Recorded in Nashville, and largely co-written with Steve McEwan (hitmaker for the likes of Keith Urban and Kenny Chesney), Golden is Kylie’s long-awaited (by, surely, nobody) Country album. Sadly this doesn’t mean that she’s locked herself in a log cabin with nothing but a bottle of moonshine, a guitar and the complete works of Will Oldham; nor that she’s taken her one previous country-ish hit – her wonderful 1996 duet with Nick Cave, ‘Where the Wild Roses Grow’ – as a template. No, Golden is mostly pop-country of the Miley/Taylor variety, all hoedown techno beats, banjos and the dreaded Millennial Whoop.
Quite why, at this stage of her career, pop’s finest exponent of the disco banger has decided to go country on us is something of a mystery. Yes, there is a certain bizarre strain of music critic that seems to think pop and disco are to be taken far less seriously than country & Americana, and that Johnny Cash & Gram Parsons ever made anything as good as ‘Can’t Get You Out of My Head’ (and I say that as someone who loves Johnny Cash & Gram Parsons); but Golden is hardly aimed at Uncut/Mojo readers. It sounds more like a stab at relevance from someone who doesn’t really need to prove herself any more, and it frequently comes over as, and it pains me to say this, a little undignified. Take ‘A Lifetime to Repair’ for example – lyrically a look at Kylies’ latest heartbreak (“If I get hurt again, it’ll be a lifetime to repair”), it deserves far more respectful surroundings than the electro-hillbilly bollocks it’s saddled to here. ‘Live a Little’ is generic modern pop with a generic modern pop message (You’re never going to keep me down, I’m going to live my life etc etc), and the unimaginative fucker who chooses the music at my gym will no doubt be adding it to the playlist very soon. And ‘Shelby 68’ (“Gonna get high when I take that ride in your Shelby 68” – helpfully accompanied by car noises for those of us who haven’t got a fucking clue what a Shelby 68 is) is so thoroughly unconvincing it makes Ed Sheeran‘s attempts at rapping sound like Rakim.

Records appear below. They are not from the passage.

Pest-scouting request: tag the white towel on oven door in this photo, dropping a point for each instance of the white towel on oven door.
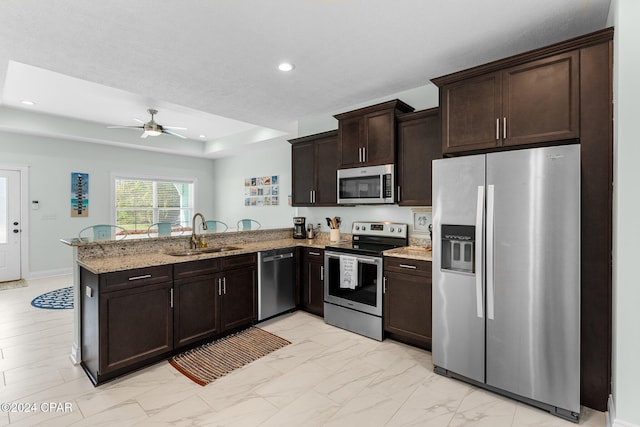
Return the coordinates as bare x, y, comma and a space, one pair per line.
348, 272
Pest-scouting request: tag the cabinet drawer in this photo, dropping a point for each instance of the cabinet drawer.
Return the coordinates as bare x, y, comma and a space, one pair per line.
196, 268
406, 265
137, 277
232, 262
314, 255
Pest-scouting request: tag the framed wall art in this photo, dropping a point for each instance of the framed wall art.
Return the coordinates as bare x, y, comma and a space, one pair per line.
262, 191
421, 221
79, 194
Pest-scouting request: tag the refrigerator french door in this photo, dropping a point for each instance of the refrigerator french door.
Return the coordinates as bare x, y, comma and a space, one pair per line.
506, 276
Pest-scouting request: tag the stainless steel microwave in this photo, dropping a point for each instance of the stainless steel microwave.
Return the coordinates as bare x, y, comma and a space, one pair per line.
366, 185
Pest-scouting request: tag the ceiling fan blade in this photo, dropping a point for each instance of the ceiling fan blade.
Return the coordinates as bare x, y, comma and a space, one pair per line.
164, 130
124, 127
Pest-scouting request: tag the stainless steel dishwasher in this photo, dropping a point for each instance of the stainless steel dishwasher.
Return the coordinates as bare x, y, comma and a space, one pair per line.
276, 282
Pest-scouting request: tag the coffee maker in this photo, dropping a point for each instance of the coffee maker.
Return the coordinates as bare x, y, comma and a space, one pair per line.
299, 228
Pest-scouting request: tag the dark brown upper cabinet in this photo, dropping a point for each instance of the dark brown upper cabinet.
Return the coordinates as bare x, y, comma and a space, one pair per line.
418, 144
533, 102
367, 136
314, 162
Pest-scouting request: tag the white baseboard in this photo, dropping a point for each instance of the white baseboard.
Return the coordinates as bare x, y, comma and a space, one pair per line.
612, 421
49, 273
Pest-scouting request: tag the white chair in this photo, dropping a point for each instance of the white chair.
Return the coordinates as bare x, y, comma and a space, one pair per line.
214, 226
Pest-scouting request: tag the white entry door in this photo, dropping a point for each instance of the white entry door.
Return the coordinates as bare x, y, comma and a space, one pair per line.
10, 227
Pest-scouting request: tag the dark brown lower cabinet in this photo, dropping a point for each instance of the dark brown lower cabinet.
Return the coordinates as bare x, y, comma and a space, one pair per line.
238, 297
407, 301
136, 317
312, 281
127, 320
194, 309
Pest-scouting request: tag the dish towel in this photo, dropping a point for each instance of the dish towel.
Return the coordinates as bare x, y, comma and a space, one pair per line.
348, 272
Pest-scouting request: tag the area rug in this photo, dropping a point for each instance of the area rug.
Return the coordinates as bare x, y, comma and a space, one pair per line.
208, 362
13, 284
55, 300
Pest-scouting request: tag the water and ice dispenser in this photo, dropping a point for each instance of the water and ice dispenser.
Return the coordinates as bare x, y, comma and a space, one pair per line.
458, 248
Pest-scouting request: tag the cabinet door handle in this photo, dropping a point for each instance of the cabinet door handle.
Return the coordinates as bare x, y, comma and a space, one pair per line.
504, 128
146, 276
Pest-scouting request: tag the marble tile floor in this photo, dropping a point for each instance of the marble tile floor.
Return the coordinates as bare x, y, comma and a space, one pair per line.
326, 377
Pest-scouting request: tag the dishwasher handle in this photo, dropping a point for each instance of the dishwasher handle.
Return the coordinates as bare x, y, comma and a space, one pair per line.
277, 257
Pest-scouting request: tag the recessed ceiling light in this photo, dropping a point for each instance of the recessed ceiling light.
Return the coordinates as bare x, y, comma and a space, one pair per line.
286, 66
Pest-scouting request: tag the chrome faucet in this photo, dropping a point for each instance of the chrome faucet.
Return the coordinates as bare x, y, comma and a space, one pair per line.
194, 238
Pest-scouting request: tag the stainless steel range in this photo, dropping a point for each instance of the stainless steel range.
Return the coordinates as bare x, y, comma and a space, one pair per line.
353, 279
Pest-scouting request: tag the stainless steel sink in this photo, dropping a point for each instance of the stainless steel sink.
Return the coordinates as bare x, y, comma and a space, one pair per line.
190, 252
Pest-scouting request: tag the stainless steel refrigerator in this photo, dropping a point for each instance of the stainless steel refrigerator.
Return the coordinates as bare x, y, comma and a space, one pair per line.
506, 274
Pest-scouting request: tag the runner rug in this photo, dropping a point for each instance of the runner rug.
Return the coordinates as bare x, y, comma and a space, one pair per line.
208, 362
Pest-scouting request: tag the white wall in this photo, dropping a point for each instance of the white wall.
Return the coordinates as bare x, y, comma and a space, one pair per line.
625, 15
229, 175
51, 162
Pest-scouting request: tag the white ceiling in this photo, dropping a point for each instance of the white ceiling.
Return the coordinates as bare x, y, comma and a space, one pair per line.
211, 66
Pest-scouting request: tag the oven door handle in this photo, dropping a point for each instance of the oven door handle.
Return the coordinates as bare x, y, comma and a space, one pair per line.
360, 258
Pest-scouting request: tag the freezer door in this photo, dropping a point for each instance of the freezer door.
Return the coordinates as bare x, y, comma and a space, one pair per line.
458, 334
533, 274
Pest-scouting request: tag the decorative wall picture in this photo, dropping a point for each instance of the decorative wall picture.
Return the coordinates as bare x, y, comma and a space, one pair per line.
79, 194
421, 221
262, 191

But thankfully, when Kylie stops trying too hard to sound like Dolly Parton and just concentrates on making great pop songs, Golden is a damn fine album. Opener ‘Dancing’ has a defiant I’m-50-but-I-don’t-give-a-fuck (cough) chorus (“When I go out, I wanna go out dancing”) which is arguably the first time this permanently youthful artist has ever acknowledged her own mortality. The title track, all Ennio Morricone meets The XX, is by far the most sonically interesting and adventurous thing here. And the galloping ‘One Last Kiss’ gets the pop-country fusion just right, Kylie cooing “kiss kiss kiss!” over pedal steel guitar before the album’s best chorus comes back in.
And the very best songs are saved for last. It takes her 10 tracks to get there, but ‘Raining Glitter’ is the ragingly camp disco monster most listeners will have been waiting for (and with that title, how could it be anything else), with a storming ‘Relight My Fire’ chorus; whilst the wonderfully-titled closer ‘Music’s Too Sad Without You’ (a duet with Brit-Italian dreamboat singer-songwriter James Savoretti) is a truly lovely breakup waltz (“You felt like home…so why am I leaving?”) and a flipside to ‘Music Sounds Better With You’ (“Music’s too sad without you, silence is all I listen to now”) that finally packs the emotional punch a Kylie post-breakup country album should, and leaves you wishing she’d recorded a whole album’s worth of this stuff.